C’est donc là que se situe mon travail qui passe par un engagement bénévole au service des artistes accueillis dans cette structure. C’est en offrant mon savoir-faire pour aider à surmonter les difficultés rencontrées au quotidien dans la vie et dans le travail que l’enquête peut se réaliser. Elle porte sur la condition de l’artiste en exil, faite aussi bien de la volonté de s’exprimer en tant qu’individu et en tant que représentant de la culture de son pays, que de s’engager auprès des autres artistes vivant des situations similaires, mais faite aussi de moments de désespoir, voire de dépression. Là encore, plutôt que de prétendre savoir à la place des autres, il s’agit de créer les conditions permettant d’offrir son savoir et son savoir-faire tout en essayant de comprendre quelques éléments de ce qui fait le monde de l’artiste en situation de déracinement.

 

Switch (on Paper) : Certains artistes arrivent tout de même à produire car le milieu des arts visuels s’est totalement approprié les phénomènes migratoires. Pour le meilleur ou pour le pire. Pour le meilleur car il est nécessaire que les artistes issus des migrations puissent s’exprimer.
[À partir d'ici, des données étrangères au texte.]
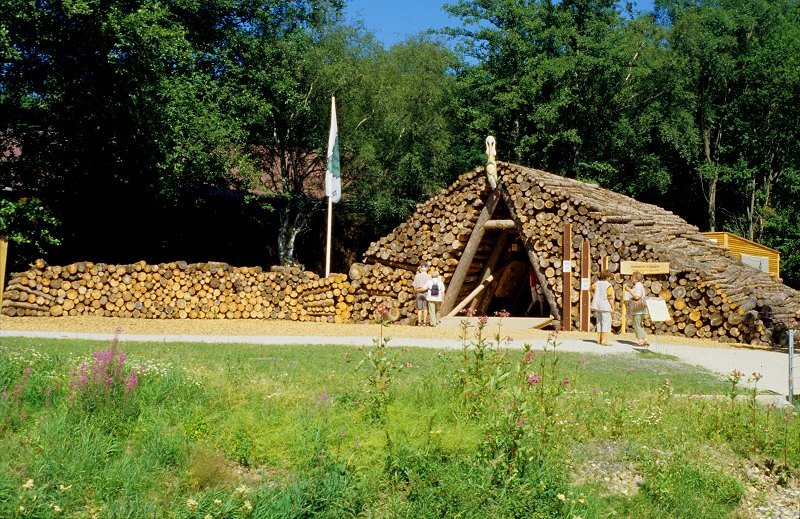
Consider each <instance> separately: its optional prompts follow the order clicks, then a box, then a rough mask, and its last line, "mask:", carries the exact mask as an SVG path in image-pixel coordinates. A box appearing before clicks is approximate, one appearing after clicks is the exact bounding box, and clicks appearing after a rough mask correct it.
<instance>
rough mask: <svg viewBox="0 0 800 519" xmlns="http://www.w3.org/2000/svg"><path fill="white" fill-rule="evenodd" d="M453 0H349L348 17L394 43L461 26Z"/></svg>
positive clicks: (376, 34) (643, 5)
mask: <svg viewBox="0 0 800 519" xmlns="http://www.w3.org/2000/svg"><path fill="white" fill-rule="evenodd" d="M452 1H453V0H349V1H348V6H347V9H346V13H347V20H348V21H353V20H357V19H361V20H363V21H364V25H365V26H366V28H367V29H369V30H370V31H372V33H373V34H375V36H376V37H377V38H378V40H379V41H381V42H382V43H383V44H384V46H386V47H391V46H392V45H394V44H395V43H398V42H400V41H402V40H404V39H406V37H408V36H411V35H414V34H417V33H419V32H421V31H425V30H427V29H440V28H442V27H447V26H451V27H457V26H459V23H458V20H457V19H455V18H451V17H450V16H449V15H448V14H447V13H445V12H444V11H443V10H442V5H444V4H445V3H452ZM635 3H636V5H637V6H638V8H639V9H641V10H650V9H652V6H653V0H636V1H635Z"/></svg>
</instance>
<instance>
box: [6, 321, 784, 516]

Pour le pire car cet intérêt pour les artistes déracinés est devenu un faire-valoir commercial pour le marché de l’art qui ne produit des réflexions, bien souvent superficielles, que pour séduire la critique d’art ou les collectionneurs.  Cette ambivalence a-t-elle été abordée dans les recherches du programme ?
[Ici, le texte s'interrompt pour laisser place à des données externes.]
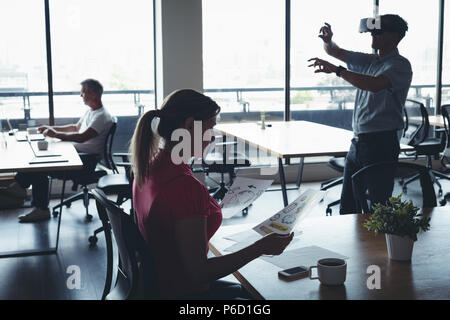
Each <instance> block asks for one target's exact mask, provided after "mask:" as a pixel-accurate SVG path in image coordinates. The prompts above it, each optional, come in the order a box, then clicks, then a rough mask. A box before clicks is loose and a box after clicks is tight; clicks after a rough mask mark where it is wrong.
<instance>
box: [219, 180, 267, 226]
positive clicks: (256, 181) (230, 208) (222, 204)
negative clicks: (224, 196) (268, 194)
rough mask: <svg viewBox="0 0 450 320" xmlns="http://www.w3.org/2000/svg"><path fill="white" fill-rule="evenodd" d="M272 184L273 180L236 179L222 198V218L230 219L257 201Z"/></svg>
mask: <svg viewBox="0 0 450 320" xmlns="http://www.w3.org/2000/svg"><path fill="white" fill-rule="evenodd" d="M272 183H273V180H262V179H250V178H244V177H236V178H235V179H234V181H233V184H232V185H231V187H230V189H229V190H228V192H227V194H226V195H225V197H224V198H223V200H222V202H221V203H220V206H221V207H222V217H223V218H224V219H228V218H231V217H232V216H234V215H236V214H237V213H239V212H241V211H242V210H244V209H245V208H247V207H248V206H249V205H250V204H252V203H253V202H254V201H255V200H256V199H258V198H259V197H260V196H261V195H262V194H263V193H264V191H266V190H267V188H268V187H270V185H271V184H272Z"/></svg>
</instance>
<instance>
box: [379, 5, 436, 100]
mask: <svg viewBox="0 0 450 320" xmlns="http://www.w3.org/2000/svg"><path fill="white" fill-rule="evenodd" d="M438 4H439V1H408V0H396V1H388V0H380V14H388V13H392V14H398V15H400V16H401V17H402V18H403V19H405V20H406V22H408V25H409V30H408V32H407V33H406V36H405V38H404V39H403V40H402V41H401V42H400V44H399V47H398V48H399V51H400V54H401V55H403V56H404V57H405V58H407V59H408V60H409V61H410V62H411V66H412V70H413V79H412V88H411V90H410V91H409V98H413V99H418V100H422V101H424V102H425V103H426V104H427V106H428V107H431V106H433V105H434V98H435V93H436V70H437V65H436V64H437V41H438V22H439V18H438V13H439V8H438Z"/></svg>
C.R. : Non seulement elle est abordée, mais elle est au cœur de nos recherches ! En 2015-2016, des artistes français et britanniques se sont mobilisés pour dénoncer les conditions d’insalubrité et d’indignité dans lesquelles vivaient les migrants dans la « jungle de Calais ». Suite à l’ « Appel de Calais » lancé par un groupe de cinéastes et signé par 800 artistes et personnalités, des collectifs comme Art in the Jungle se sont constitués, organisant des « parcours d’art » au cœur du lieu de vie des réfugiés, révélant des artistes en exil comme Alpha Diagne et sa « Maison Bleue » devenue un symbole de cette capacité de réappropriation esthétique d’un lieu, malgré l’humiliation de la pauvreté, du racisme et de l’exil.

Mais à Calais, comme dans d’autres camps de réfugiés dans le monde, nombreux sont les artistes qui, soucieux d’entretenir leur célébrité, d'étendre leur surface internationale et leur cote sur le marché de l’art, se sont emparés de la crise des réfugiés, pour le meilleur et pour le pire en effet, entre prise de conscience naïve et exploitation.

Aujourd’hui, suite à cette médiatisation autour de l’art dans les camps de réfugiés, les artistes en exil ont tendance à être regardés par les pouvoirs publics et par le public occidental comme le supplément d’âme de tous les autres migrants, comme une figure de l’exilé plus fréquentable, valorisable et valorisée, dont il est de bon ton de parler. Et le risque est bien sûr d’oublier que les difficultés rencontrées par les artistes ne sont pas différentes de celles des autres personnes ayant été contraintes de quitter leur pays.

De ce point de vue, un festival comme Visions d’exil, organisé chaque année par l’Atelier des artistes en exil, est là pour nous rappeler que les réfugiés sont avant tout des survivants et que la première chose à faire est de leur tendre la main. Comme l’écrivent les responsables de ce festival Judith Depaule et Ariel Cypel dans l’éditorial de la troisième édition du festival, « l’exil est paradoxal, il est perte et libération, entre douleur et émancipation ». C’est à cet endroit précisément que mon travail de recherche va se poursuivre dans les mois à venir.

 

Alpha Diagne. Exposition dans le cadre du Festival Visions d’Exil, Paris, novembre 2019. Photographie de Christian Rinaudo

 

Couverture : Yannos Majestikos, Tala Lelo, performance, République démocratique du Congo (membre de l’atelier des artistes en exil).